DFT Parallelization in OpenMP
The FFT is the most famous library to solve a Fourier Transform (FT) using
the Fast Fourier Transform algorithm. The goal of this exercise is to develop a
fast DFT (Discrete Fourier Transform, a different algorithm to calculate FT) by
parallelizing the serial C code that is provided as DFT_seq.c.
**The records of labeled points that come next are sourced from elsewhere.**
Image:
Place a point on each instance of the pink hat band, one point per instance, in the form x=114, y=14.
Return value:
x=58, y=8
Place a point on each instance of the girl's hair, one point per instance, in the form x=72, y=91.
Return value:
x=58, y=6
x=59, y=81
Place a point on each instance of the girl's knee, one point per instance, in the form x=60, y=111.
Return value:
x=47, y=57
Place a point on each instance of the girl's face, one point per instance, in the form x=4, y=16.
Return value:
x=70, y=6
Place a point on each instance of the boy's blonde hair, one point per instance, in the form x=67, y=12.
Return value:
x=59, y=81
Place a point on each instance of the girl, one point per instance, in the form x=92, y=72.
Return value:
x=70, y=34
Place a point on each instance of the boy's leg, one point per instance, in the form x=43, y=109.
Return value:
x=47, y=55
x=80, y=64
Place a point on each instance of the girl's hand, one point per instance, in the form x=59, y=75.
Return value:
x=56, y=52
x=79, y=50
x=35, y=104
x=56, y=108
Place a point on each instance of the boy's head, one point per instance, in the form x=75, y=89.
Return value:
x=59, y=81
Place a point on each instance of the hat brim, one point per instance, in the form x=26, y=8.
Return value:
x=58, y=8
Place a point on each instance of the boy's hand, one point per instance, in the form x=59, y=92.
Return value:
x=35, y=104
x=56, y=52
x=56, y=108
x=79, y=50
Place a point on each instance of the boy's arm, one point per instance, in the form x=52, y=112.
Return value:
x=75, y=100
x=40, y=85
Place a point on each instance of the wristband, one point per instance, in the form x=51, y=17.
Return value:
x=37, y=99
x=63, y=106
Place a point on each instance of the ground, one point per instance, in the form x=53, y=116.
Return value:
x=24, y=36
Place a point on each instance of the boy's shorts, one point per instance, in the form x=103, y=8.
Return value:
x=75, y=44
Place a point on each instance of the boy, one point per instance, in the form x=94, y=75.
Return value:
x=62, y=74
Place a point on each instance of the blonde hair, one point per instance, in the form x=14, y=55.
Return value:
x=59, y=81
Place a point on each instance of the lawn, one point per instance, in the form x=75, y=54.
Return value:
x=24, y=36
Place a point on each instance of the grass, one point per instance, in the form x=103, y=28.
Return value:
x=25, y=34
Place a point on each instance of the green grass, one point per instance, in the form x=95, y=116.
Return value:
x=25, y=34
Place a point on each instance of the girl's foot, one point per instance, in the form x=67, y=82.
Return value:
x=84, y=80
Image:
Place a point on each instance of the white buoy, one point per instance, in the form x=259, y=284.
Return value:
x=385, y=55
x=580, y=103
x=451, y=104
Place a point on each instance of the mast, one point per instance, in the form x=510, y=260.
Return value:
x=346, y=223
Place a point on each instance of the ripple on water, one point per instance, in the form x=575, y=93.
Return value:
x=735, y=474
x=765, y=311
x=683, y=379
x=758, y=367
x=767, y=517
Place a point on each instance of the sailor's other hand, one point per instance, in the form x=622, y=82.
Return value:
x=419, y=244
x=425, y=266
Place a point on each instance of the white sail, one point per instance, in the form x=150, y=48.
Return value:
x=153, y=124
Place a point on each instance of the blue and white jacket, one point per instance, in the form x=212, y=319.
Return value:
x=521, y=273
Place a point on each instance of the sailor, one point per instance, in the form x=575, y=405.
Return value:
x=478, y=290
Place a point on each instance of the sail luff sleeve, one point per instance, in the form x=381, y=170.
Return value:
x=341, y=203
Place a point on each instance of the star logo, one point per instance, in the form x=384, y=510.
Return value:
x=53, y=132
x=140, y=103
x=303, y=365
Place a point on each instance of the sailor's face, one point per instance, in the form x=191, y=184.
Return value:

The code calculates direct and inverse DFTs, timing the total time taken for the
computation of the two DFTs. The computational core of the program is the
DFT subroutine that takes idft argument as 1 for the direct DFT and -1 for the
inverse DFT.
The code also prints the value of the first element of the DFT computation. This
is equal to the input size (N). You can use this number to quickly check the
correctness of your implementation.
You will focus on parallelizing the DFT function:
int DFT(int idft, double *xr, double *xi, double *Xr_o, double *Xi_o, int N)
{
// Region 1: main DFT function
for (int k = 0; k < N; k++)
{
for (int n = 0; n < N; n++)
{
// Real part of X[k]
Xr_o[k] += xr[n] * cos(n * k * PI2 / N) + idft * xi[n] * sin(n*k*PI2/N);
// Imaginary part of X[k]
Xi_o[k] += -idft * xr[n] * sin(n * k * PI2 / N) + xi[n] * cos(n*k*PI2/N);
}
}
// Region 2: Normalizing IDFT
if (idft == -1)
{
for (int n = 0; n < N; n++)
{
Xr_o[n] /= N;
Xi_o[n] /= N;
}
}
return 1;
}
In this exercise, N=10000. Please provide a comprehensive report to answer the
following questions. You should plot figures to show your testing results in the
report.
Questions:
1
1. (1 point) Using OpenMP to parallelize the given sequential code in
DFT_seq.c . The goal is to achieve the best possible performance for DFT
with the correct result and no false sharing. Note that the scheduling policy
and where to parallelize will affect your final code performance. Your plot
should reflect the execution time for the runs on 1, 2, 4, 8 and 16 threads.
The performance measurement should be an average of 5 repeated runs.
Note that you need to parallelize all the code regions that are necessary
for performance improvement.
2. (1 point) Zoom into Region 1, which is the main DFT function nested
loops, please write the two OpenMP parallelization versions for outer and
inner loops in the report and discuss which design choice is better for
performance and why. After this, using the one design above that has
the better performance as the baseline, please discuss how the scheduling
policy choices (default, static and dynamic) may impact its final execution
time. Plot them out in a figure to reflect the runs on 1, 2, 4, 8 and 16
threads. Note that please design your scheduling policy that avoids false
sharing. Also, it is possible that they don’t present significant performance
differences. You have to summarize your findings.